If you are interested in learning more about grant writing, Dr. Howard is hosting an audioconference on January 26, 2010 at 1:00pm EST: Writing Successful Grant Proposals

1 comment:

Comrade PhysioProf said...

The opinion of this "expert" about this issue is completely worthless.

First, a grant is *not* a contract. That is why it is called a "grant" and not a "contract". Federal scientific granting agencies like NIH, NSF, DOE, USDA, etc, disburse funds both via grants and contracts, and there is a big difference between the two.

Second, agencies have statutory laws, federal regulations, and administrative policy statements that govern the discretion of PIs to rebudget funds, reassign different individuals to personnel slots in a grant, and otherwise change things after award of the grant from how they were proposed in the funded grant application. For example, the only personnel slots that require notice to NIH if the individual filling that slot is changed are those identified in the Notice of Grant Award as "key personnel" (not those listed by the PI as key personnel in the grant application).
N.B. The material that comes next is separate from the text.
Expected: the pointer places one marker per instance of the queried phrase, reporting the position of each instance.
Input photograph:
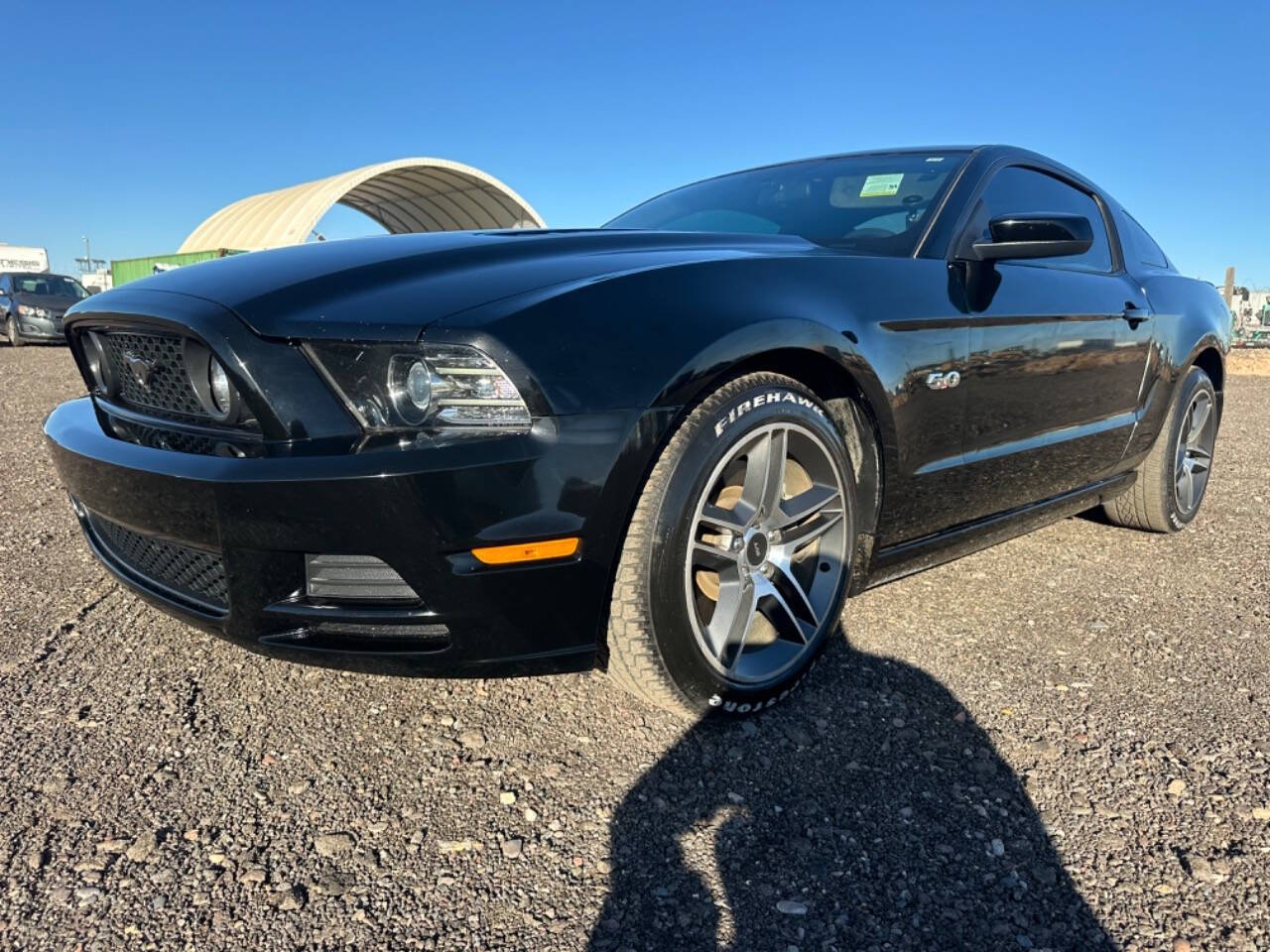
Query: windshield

It is absolutely ridiculous for this "grant-writing expert" to attempt to provide general guidance on this matter, without knowing any of the necessary specifics of the particular granting agency and the applicable laws, regulations, and administrative policies that govern the grant, including any specific terms and conditions in the Notice of Grant Award for the particular grant. Finally, it is worth pointing out that consulting a "grant-writing expert" for advice on matters of post-award grants management is about as useful as consulting a gynecologist for advice on how to potty train a toddler.